Monday Morning Dispatch - Volume #108

Start your Monday off right:

  1. I don't eat pizza often these days so when I finally succumb to the urge, it better be good pizza. This recipe for Sicilian pizza might be my answer. The work necessary to make it obviously negates any detrimental health consequences. Isn't that the rules?  
  2. The Scottish photographer, Iain Sarjeant, talks about his on going series, Out of Ordinary, where he documents the "landscapes" around us that people take for granted. Its a great reminder to take a moment and study your surrounds for the beauty you may be taking for granted. 
  3. A teacher's dismissive comment led James Tarry to spend 10 years in various jobs before he returned to his first love, art. Tarry's journey continues as he explores different aspect of photography including combining painting with photography with brilliant results.  

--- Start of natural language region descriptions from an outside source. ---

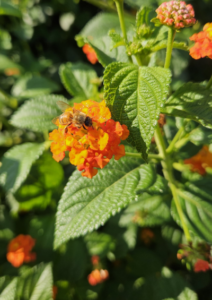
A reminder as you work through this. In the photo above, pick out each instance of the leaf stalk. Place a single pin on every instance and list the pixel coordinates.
(171, 35)
(120, 10)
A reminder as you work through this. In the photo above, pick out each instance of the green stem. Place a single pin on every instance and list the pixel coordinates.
(180, 211)
(175, 139)
(120, 10)
(168, 174)
(182, 142)
(138, 58)
(209, 83)
(153, 156)
(171, 35)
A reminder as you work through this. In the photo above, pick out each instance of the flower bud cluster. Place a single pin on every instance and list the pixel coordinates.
(19, 250)
(97, 276)
(90, 147)
(203, 43)
(176, 14)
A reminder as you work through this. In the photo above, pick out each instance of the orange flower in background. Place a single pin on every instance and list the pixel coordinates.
(91, 147)
(203, 43)
(201, 266)
(200, 161)
(97, 276)
(18, 250)
(90, 53)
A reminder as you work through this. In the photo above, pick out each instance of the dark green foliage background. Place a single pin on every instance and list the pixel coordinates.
(28, 205)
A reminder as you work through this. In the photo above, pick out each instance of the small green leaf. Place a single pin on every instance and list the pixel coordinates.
(99, 243)
(16, 164)
(196, 203)
(36, 283)
(7, 63)
(77, 80)
(9, 9)
(9, 292)
(201, 136)
(116, 38)
(37, 114)
(193, 101)
(135, 96)
(29, 86)
(87, 204)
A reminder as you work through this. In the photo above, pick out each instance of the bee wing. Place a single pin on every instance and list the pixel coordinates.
(54, 121)
(63, 105)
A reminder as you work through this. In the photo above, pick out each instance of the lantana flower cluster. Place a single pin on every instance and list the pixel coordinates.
(97, 276)
(199, 162)
(90, 53)
(19, 250)
(203, 43)
(176, 14)
(93, 147)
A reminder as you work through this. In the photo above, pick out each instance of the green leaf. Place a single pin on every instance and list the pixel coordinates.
(16, 164)
(9, 291)
(73, 261)
(167, 286)
(36, 283)
(41, 187)
(9, 9)
(37, 114)
(135, 96)
(29, 86)
(99, 243)
(87, 204)
(201, 136)
(192, 101)
(196, 203)
(77, 80)
(116, 38)
(7, 63)
(147, 211)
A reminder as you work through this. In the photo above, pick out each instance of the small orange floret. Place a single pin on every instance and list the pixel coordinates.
(201, 266)
(97, 276)
(93, 147)
(200, 161)
(203, 43)
(18, 250)
(90, 53)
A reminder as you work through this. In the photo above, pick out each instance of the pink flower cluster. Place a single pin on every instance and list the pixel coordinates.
(176, 14)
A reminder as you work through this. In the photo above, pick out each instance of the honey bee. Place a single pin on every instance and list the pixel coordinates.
(77, 118)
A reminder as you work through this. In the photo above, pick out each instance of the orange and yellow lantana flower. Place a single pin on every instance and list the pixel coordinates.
(203, 43)
(93, 147)
(200, 161)
(19, 250)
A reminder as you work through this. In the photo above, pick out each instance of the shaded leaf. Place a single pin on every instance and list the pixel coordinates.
(88, 203)
(37, 114)
(77, 80)
(135, 96)
(192, 101)
(196, 203)
(36, 283)
(29, 86)
(9, 291)
(16, 164)
(9, 9)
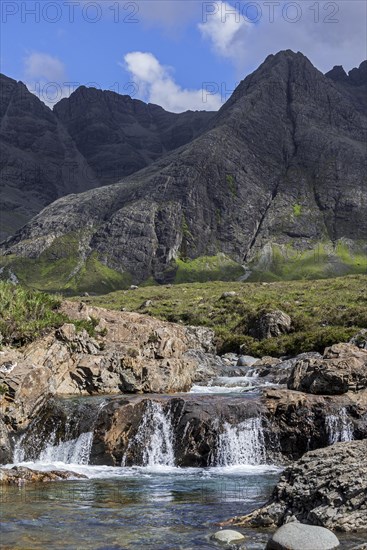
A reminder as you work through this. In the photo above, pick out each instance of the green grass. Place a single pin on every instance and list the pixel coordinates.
(323, 311)
(322, 261)
(60, 269)
(27, 314)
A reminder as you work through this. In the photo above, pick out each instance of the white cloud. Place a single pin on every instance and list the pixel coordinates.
(225, 28)
(46, 77)
(44, 66)
(333, 35)
(156, 85)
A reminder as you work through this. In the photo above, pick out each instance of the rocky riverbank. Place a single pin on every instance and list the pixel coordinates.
(326, 487)
(311, 409)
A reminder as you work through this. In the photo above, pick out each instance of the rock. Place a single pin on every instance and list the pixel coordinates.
(267, 361)
(342, 368)
(19, 475)
(195, 423)
(297, 536)
(228, 536)
(230, 359)
(130, 353)
(244, 207)
(246, 361)
(326, 487)
(270, 325)
(360, 339)
(230, 294)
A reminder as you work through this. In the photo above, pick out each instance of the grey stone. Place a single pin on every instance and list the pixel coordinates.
(246, 361)
(360, 339)
(342, 368)
(228, 536)
(297, 536)
(326, 487)
(271, 324)
(275, 129)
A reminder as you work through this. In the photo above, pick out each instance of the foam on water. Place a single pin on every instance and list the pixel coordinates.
(155, 437)
(242, 444)
(339, 427)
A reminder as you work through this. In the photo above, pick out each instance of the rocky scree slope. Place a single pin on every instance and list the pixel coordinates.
(277, 183)
(39, 159)
(91, 139)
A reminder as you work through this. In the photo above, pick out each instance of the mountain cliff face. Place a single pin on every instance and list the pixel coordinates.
(118, 135)
(275, 187)
(91, 139)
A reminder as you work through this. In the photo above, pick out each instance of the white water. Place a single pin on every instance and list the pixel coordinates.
(242, 444)
(155, 435)
(72, 451)
(233, 384)
(338, 427)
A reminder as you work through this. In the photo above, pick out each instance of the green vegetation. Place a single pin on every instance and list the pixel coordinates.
(27, 314)
(297, 210)
(322, 311)
(208, 268)
(322, 261)
(60, 268)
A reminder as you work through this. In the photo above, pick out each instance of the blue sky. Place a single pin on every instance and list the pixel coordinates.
(164, 51)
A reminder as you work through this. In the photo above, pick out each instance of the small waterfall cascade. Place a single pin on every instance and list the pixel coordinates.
(69, 440)
(339, 427)
(153, 442)
(73, 451)
(241, 444)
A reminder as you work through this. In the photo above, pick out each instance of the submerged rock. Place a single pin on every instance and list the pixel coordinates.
(228, 536)
(297, 536)
(19, 475)
(326, 487)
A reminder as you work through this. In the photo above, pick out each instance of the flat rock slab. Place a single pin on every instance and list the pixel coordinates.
(228, 536)
(297, 536)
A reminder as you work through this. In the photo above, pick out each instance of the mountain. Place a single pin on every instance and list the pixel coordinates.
(274, 188)
(39, 160)
(118, 135)
(91, 139)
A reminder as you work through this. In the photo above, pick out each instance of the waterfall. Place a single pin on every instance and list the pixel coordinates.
(74, 451)
(241, 444)
(154, 438)
(68, 438)
(339, 427)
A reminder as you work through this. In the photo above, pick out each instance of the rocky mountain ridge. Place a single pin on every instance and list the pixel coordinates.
(91, 139)
(275, 187)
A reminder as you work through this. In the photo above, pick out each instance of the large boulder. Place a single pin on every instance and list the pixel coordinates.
(271, 324)
(326, 487)
(129, 353)
(297, 536)
(342, 368)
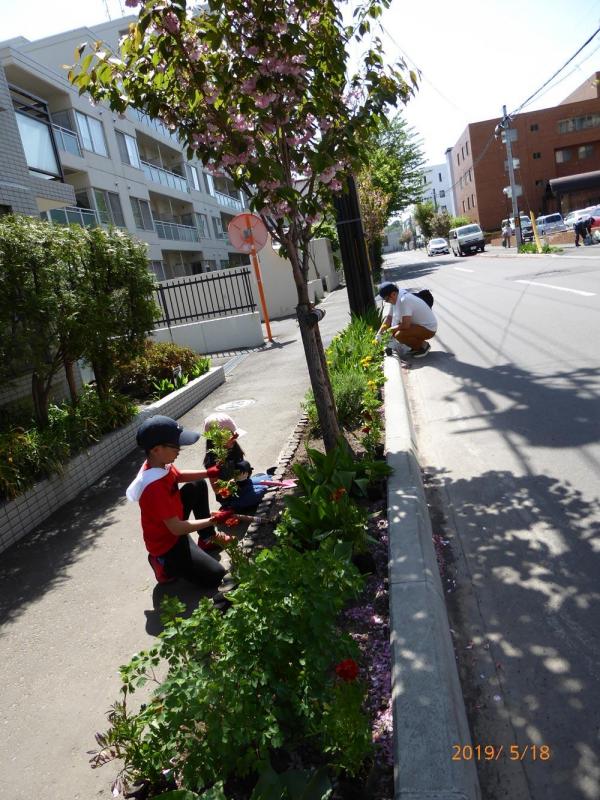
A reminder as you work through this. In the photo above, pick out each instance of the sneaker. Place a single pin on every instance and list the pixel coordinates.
(422, 351)
(159, 569)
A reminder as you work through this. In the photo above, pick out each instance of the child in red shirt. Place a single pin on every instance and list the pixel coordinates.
(165, 507)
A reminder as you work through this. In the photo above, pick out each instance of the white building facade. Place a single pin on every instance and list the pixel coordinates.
(437, 188)
(72, 161)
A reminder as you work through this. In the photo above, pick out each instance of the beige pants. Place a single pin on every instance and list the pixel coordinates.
(415, 336)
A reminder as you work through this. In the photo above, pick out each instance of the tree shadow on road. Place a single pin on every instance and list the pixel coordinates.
(566, 400)
(524, 605)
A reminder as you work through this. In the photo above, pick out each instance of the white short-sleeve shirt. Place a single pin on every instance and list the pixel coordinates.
(411, 306)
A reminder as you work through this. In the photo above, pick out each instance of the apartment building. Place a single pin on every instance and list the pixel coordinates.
(70, 160)
(550, 144)
(437, 187)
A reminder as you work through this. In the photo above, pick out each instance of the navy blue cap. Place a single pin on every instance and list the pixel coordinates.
(386, 289)
(163, 430)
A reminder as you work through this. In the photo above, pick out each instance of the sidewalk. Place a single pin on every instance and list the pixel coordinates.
(79, 599)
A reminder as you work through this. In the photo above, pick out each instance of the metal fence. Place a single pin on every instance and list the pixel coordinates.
(205, 297)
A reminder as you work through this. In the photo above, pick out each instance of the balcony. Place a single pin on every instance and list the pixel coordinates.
(156, 124)
(228, 201)
(176, 232)
(86, 217)
(67, 140)
(160, 175)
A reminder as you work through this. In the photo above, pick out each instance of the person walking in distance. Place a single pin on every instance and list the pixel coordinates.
(416, 321)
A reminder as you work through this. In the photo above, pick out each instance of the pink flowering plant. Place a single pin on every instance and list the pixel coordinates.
(260, 91)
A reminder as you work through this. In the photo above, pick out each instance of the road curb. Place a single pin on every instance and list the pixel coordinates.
(428, 706)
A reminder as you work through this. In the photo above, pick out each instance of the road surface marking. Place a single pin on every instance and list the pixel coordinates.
(559, 288)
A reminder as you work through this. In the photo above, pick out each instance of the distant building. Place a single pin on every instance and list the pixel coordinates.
(437, 187)
(69, 160)
(549, 144)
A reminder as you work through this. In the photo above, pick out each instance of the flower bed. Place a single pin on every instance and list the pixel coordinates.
(288, 688)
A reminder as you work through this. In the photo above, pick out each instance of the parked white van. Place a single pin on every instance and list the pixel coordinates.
(466, 239)
(550, 223)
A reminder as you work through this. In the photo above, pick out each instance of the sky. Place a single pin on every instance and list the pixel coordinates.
(474, 55)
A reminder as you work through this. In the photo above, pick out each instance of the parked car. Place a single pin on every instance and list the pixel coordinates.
(581, 213)
(466, 239)
(526, 227)
(436, 247)
(550, 223)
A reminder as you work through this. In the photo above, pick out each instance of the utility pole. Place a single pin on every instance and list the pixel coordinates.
(505, 124)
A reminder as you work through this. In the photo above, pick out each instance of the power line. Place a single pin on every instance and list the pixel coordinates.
(558, 71)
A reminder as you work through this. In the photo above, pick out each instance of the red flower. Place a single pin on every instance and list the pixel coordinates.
(347, 669)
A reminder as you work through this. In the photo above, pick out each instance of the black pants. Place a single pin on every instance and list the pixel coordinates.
(186, 559)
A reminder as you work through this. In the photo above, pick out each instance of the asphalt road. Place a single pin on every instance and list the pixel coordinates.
(507, 413)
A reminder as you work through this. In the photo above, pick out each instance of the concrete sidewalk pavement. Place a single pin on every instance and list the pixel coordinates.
(78, 598)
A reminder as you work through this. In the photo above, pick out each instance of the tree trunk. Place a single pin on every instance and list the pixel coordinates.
(319, 377)
(40, 392)
(313, 350)
(70, 373)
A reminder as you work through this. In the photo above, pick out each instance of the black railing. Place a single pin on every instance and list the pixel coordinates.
(205, 297)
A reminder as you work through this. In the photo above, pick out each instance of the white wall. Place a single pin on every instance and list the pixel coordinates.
(215, 335)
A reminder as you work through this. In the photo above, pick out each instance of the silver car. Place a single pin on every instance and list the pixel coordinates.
(436, 247)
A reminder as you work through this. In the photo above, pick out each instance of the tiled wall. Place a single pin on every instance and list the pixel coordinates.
(20, 516)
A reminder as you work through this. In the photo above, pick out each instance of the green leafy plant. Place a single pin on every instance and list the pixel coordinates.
(30, 453)
(242, 684)
(159, 361)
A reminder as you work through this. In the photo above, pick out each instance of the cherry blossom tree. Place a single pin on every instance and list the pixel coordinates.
(259, 90)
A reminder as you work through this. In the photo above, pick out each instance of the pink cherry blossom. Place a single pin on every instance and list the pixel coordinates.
(170, 22)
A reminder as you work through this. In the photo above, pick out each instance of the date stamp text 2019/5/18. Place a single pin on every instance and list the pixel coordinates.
(493, 752)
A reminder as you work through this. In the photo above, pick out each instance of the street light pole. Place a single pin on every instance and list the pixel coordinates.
(511, 175)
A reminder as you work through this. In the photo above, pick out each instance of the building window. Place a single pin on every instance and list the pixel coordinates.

  4. “Turn down the volume of your negative inner voice and create a nurturing inner voice to take it’s place. When you make a mistake, forgive yourself, learn from it, and move on instead of obsessing about it. Equally important, don’t allow anyone else to dwell on your mistakes or shortcomings or to expect perfection from you.” ― Beverly Engel
  5. James Barkman quit his job in Pennsylvania, bought an old VW bus, and drove out west to become an adventure photographer. A great video of his story and van.  
  6. Every week I seem to stumble on a great photographer from the past that I unaware of. This week's photographer is Danny Lyon. He spent the 60s and 70s documenting parts of society far from the norm such as the Chicago Outlaws Motorcycle club and a prison in Texas. 
  7. During the month of family events and work parties, here is a list of quick and easy ways to improve your conversational skills.  The other common issue during the holiday season is feeling rushed and overwhelmed. The key is becoming aware of when those feelings arise and purposefully stopping the mental pattern. It's a practice so it takes time to develop. 
  8. Skills like mental toughness and learning to say no may seem difficult to acquire but the payoff can last a lifetime. As Scott Adams says, "Every skill you acquire doubles your odds of success." The question becomes how do you live your life to constantly adding to your current set of skills and acquiring new ones. 
  9. Nassim Taleb points out that skills of great talkers and great doers are often very different. "The the green lumber fallacy the situation in which one mistakes a source of visible knowledge ....... for another, less visible from the outside, less tractable, less narratable."